– Beitrag: Anna Szczodrak –
Die Ausstellung „Friedrich Iwan” eröffnet eine neue Ausstellungsreihe im Muzeum Karkonoskie, die gemeinsam mit dem Schlesischen Museum zu Görlitz entwickelt wird. Geplant ist ein Präsentationszyklus, der Leben und Werk schlesischer Künstler anschaulich vorstellt und ihre Bedeutung für die Region hervorhebt. Dabei wird deutlich, wie eng die Region, die Kunst und die gesellschaftlichen Entwicklungen miteinander verflochten waren und welchen wichtigen Beitrag die Künstlerkolonien zum kulturellen Erbe des Riesengebirges geleistet haben (Dr. Agnieszka Gąsior, Schlesisches Museum zu Görlitz).
Die Sammlung der Werke von Friedrich Iwan im Muzeum Karkonoskie umfasst derzeit 38 Arbeiten sowie 109 Kupferstichplatten. Ein Teil davon, 17 Radierungen und Matrizen, stammt vermutlich aus Vorkriegssammlungen oder gelangte in den ersten Nachkriegsjahren in den Bestand. Das Museum diente damals als Sammelstelle für historische Objekte aus der Region. Die Werke trugen keine Museumskennzeichnungen. Es sind auch keine Inventarlisten aus dieser Zeit erhalten geblieben.
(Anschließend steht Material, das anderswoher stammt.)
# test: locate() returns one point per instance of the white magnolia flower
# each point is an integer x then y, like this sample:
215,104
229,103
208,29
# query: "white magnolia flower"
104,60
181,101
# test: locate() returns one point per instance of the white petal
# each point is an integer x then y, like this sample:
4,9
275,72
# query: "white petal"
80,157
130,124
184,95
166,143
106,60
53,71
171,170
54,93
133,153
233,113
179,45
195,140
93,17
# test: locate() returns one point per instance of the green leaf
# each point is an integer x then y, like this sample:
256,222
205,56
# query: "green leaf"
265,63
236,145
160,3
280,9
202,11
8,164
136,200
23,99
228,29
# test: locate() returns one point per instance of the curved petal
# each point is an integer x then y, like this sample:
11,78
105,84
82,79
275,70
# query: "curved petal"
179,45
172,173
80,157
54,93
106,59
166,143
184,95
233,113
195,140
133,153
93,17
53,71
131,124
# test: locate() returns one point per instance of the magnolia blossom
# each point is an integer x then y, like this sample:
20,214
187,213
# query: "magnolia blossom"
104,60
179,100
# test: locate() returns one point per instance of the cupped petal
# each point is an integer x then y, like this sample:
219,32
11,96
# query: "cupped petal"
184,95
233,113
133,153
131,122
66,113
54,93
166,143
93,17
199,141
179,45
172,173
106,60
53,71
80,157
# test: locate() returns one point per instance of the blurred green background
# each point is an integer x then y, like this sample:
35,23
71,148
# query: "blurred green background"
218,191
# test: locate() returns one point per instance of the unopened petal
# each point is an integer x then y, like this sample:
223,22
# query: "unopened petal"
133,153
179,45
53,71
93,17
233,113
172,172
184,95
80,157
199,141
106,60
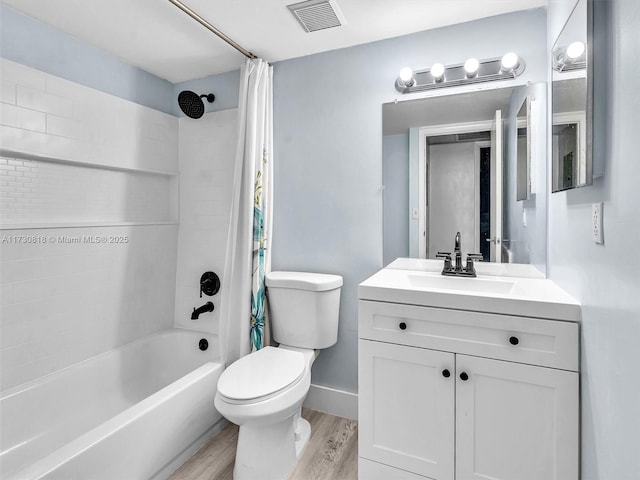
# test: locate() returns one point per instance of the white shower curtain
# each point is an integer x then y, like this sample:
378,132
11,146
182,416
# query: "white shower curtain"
249,237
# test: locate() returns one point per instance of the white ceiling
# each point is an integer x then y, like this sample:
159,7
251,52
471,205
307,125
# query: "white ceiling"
155,36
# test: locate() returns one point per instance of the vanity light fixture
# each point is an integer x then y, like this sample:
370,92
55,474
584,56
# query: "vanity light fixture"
437,70
472,71
406,77
572,57
471,67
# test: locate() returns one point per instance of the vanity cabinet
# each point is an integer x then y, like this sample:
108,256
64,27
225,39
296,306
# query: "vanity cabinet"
458,395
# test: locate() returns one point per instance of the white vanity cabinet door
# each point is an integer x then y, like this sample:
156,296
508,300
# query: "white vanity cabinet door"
406,408
515,422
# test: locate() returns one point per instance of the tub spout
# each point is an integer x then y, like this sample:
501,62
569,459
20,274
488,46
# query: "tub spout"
207,307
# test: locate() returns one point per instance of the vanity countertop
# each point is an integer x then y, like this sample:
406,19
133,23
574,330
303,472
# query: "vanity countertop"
504,289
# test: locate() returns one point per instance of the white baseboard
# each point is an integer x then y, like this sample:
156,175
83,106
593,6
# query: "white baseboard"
187,453
330,400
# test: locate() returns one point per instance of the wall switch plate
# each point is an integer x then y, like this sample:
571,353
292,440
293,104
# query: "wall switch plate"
596,218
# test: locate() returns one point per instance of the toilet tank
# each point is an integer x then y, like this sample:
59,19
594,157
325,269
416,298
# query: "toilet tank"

Die Grafiken wurden erst 1971 nach einer Bestandsaufnahme in das Inventarbuch der Kunstabteilung eingetragen. Seit 1985 erwarb das Museum weitere Werke von Friedrich Iwan und erweiterte damit kontinuierlich die Sammlung dieses geschätzten Künstlers.
Friedrich Iwan ist vor allem als herausragender Grafiker bekannt, der seine Inspiration überwiegend aus der Natur schöpfte, sichtbar in zahlreichen Landschaftsdarstellungen. Darüber hinaus schuf er Aquarelle, arbeitete mit Gouache und gelegentlich auch mit Ölfarben. Derzeit umfasst die Sammlung 33 Grafiken, zwei Ölgemälde, zwei Aquarelle und eine Gouache-Arbeit.
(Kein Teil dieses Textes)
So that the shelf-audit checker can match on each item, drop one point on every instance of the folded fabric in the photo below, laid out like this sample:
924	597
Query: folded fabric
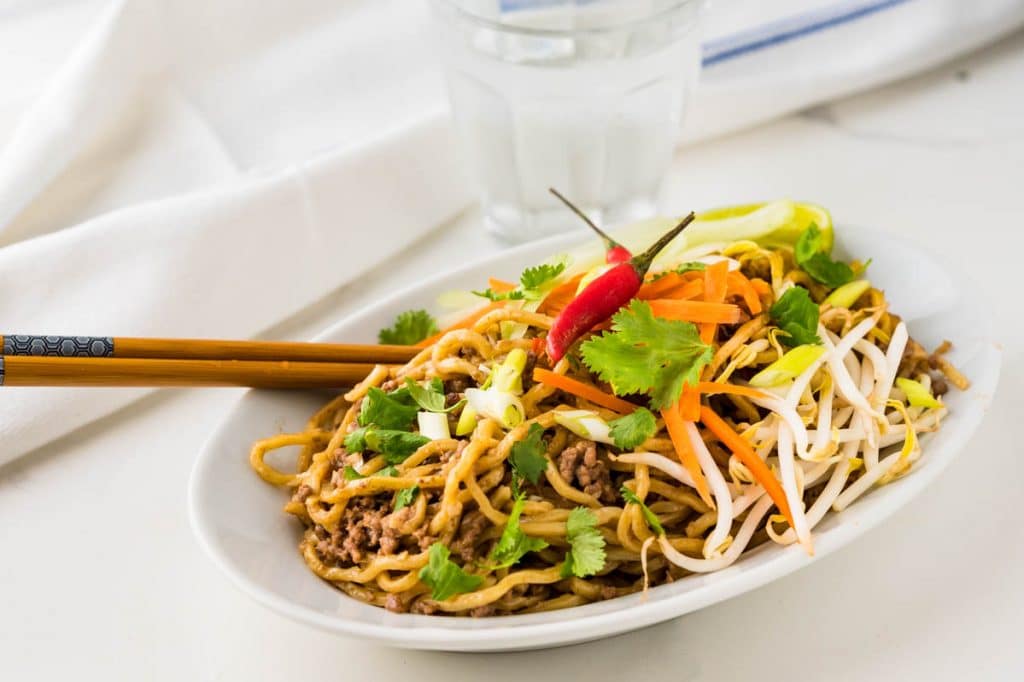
203	169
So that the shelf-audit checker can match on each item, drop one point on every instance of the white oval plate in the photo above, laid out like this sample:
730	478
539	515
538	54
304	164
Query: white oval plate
239	520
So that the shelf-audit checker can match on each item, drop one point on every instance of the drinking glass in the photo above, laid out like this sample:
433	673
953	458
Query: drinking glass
586	96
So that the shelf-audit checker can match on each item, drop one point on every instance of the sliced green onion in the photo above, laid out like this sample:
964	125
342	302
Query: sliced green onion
467	421
433	425
586	424
848	294
916	394
788	367
503	407
508	377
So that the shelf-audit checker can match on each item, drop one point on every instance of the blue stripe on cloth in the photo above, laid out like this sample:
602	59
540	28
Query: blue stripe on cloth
790	29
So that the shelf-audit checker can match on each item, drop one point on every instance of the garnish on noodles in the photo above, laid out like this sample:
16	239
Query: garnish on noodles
742	386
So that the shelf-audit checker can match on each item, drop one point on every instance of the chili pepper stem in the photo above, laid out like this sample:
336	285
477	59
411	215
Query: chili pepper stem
609	243
642	262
Friedrich Franz Hermann Iwan wurde am 8. August 1889 in Landeshut geboren. Sein Vater Franz stammte aus Breslau und war Sohn eines katholischen Schneidermeisters. Seine Mutter, Clara Glaeser, war Tochter eines Metzgers aus Landeshut und entstammte einer evangelischen Familie. Friedrichs Vater kam nach Landeshut, um eine Lehre in der Textilfabrik Methner & Frahne zu absolvieren, wo er ab 1885 als Buchhalter tätig war und nach einigen Jahren zum Direktor aufstieg.
Friedrich Iwan absolvierte das Gymnasium in Landeshut. Er war ein sehr begabtes Kind. Er malte und zeichnete viel. Er spielte Klavier, Mandoline und auch Zither. Sein Zeichenlehrer überzeugte die Eltern, ihren Sohn an die Königliche Kunst- und Gewerbeschule in Breslau zu schicken. Dort wurde er von 1903 bis 1905 von Professor Carl Ernst Morgenstern unterrichtet und setzte anschließend seine Ausbildung in Berlin fort. Hier besuchte er Vorlesungen über antike Kultur, die ihn tief beeindruckten und dazu veranlassten, ein neues Thema in sein Schaffen aufzunehmen: den Menschen. Aus dieser Zeit stammen zahlreiche Porträts. In den Beständen des Museums befindet sich heute jedoch nur eine Grafik mit einer menschlichen Figur: ein Mann, der Pfeife raucht. Das Werk, eine Radierung, zeigt die Figur seitlich dem Betrachter zugewandt, in einer Bauernstube am Tisch sitzend. Diese Arbeit belegt, dass der Künstler das Thema Mensch keineswegs mied, ihm jedoch die Natur eindeutig näher stand.